Question: Which version of iPhone is she taking about?
Answer: iPhone 13


### Sentence Clustering

In [16]:
checkpoint = "all-MiniLM-L6-v2"
embedder = SentenceTransformer(checkpoint)

In [47]:
# Corpus with example sentences

sentence_corpus = [
    'The pizza tastes great with extra cheeze today.',
    'Denmark, Sweden, Norway are called nordic countries',
    'The iPhone 12 have amazing new features, will be sold out quickly!',
    'The man is carrying a baby in his arms, he should not go to the woods alone.',
    'I ordered two family pan pizza which extra cheeze for my pizza.',
    'The woods are extremenly scary due to wild animals.',
    'The face unlock feature on my iPhone is simply astonishing.',
    'I tried to warn you not to pass through that scary street with your car.',
    'Maiana offers the best Italian cuisine in town.',
    'Australia is a country which is also a continent',
    'Florida is a state of USA where you can find crocodiles'
]

corpus_embeddings = embedder.encode(sentence_corpus)
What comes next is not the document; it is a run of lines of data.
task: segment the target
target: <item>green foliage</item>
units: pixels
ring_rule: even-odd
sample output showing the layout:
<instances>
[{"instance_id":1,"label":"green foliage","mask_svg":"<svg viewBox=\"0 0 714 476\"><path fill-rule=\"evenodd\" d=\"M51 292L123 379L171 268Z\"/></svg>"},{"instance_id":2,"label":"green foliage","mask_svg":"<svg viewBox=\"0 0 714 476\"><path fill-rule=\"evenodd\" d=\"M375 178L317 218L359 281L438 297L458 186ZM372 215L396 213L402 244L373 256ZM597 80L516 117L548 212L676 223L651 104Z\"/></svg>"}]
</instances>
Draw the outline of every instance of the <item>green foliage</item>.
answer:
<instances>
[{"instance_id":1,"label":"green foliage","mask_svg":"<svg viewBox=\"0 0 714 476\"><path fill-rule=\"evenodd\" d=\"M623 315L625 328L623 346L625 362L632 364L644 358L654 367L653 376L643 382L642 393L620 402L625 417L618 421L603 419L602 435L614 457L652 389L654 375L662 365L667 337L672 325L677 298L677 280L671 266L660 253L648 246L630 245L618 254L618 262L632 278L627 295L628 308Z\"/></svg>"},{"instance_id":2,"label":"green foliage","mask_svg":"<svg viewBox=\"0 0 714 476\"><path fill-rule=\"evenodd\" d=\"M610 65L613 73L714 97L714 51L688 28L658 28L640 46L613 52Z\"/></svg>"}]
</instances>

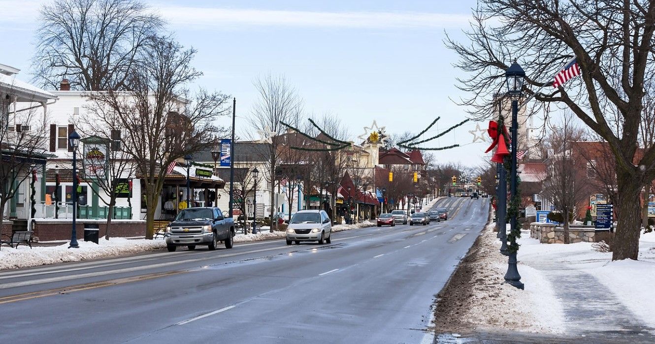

# Normalize the embeddings to unit length
corpus_embeddings = corpus_embeddings/np.linalg.norm(corpus_embeddings, axis=1, keepdims=True)

In [51]:
# Let's checkout the first embedding

corpus_embeddings[0]

array([-7.37408251e-02,  3.93676758e-02,  3.42675894e-02,  5.99684827e-02,
       -5.52224405e-02, -4.06604335e-02,  7.64607936e-02,  7.43516758e-02,
        2.81906072e-02, -9.85224321e-02,  6.79197628e-03,  3.00994590e-02,
        2.20176224e-02, -8.34922865e-02,  8.52260590e-02, -1.24110907e-01,
        1.37485564e-01, -7.51159638e-02, -3.83998305e-02, -5.66198342e-02,
       -6.11542724e-02, -1.06979415e-01,  6.66869655e-02,  2.34215446e-02,
       -6.28352538e-02,  4.09877636e-02,  3.28017287e-02, -8.71219765e-03,
       -4.48306836e-02, -4.93518375e-02, -7.37910066e-03,  8.48614052e-02,
       -1.68028788e-03, -5.23484163e-02,  1.56562738e-02, -5.22746556e-02,
        2.79843882e-02, -6.77175820e-02,  4.12989594e-02,  4.27923836e-02,
        5.50004281e-02,  1.61397196e-02,  3.55118774e-02, -2.60924213e-02,
       -7.62159899e-02, -1.32712824e-02, -1.12092597e-02, -2.54522916e-02,
        5.21579199e-02,  2.27567833e-02,  1.53705720e-02,  2.50659906e-03,
       -2.62966119e-02, -

In [49]:
# Clustering now

cluster_model = KMeans(n_clusters=4, n_init='auto')
cluster_model.fit(corpus_embeddings)
clusters = cluster_model.labels_
list(clusters)

[1, 3, 2, 0, 1, 0, 2, 0, 1, 3, 3]

In [50]:
# Let's see the sentences in each cluster

clustered_sentences = {}
for sentence, cluster in enumerate(clusters):
    if cluster not in clustered_sentences:
        clustered_sentences[cluster] = []

    clustered_sentences[cluster].append(sentence_corpus[sentence])

for cluster, sentences in clustered_sentences.items():
    print("\nCluster:", cluster)
    for sentence in sentences:
        print(sentence)


Cluster: 1
The pizza tastes great with extra cheeze today.
I ordered two family pan pizza which extra cheeze for my pizza.
Maiana offers the best Italian cuisine in town.

Cluster: 3
Denmark, Sweden, Norway are called nordic countries
Australia is a country which is also a continent
Florida is a state of USA where you can find crocodiles

Cluster: 2
The iPhone 12 have amazing new features, will be sold out quickly!
The face unlock feature on my iPhone is simply astonishing.

Cluster: 0
The man is carrying a baby in his arms, he should not go to the woods alone.
The woods are extremenly scary due to wild animals.
I tried to warn you not to pass through that scary street with your car.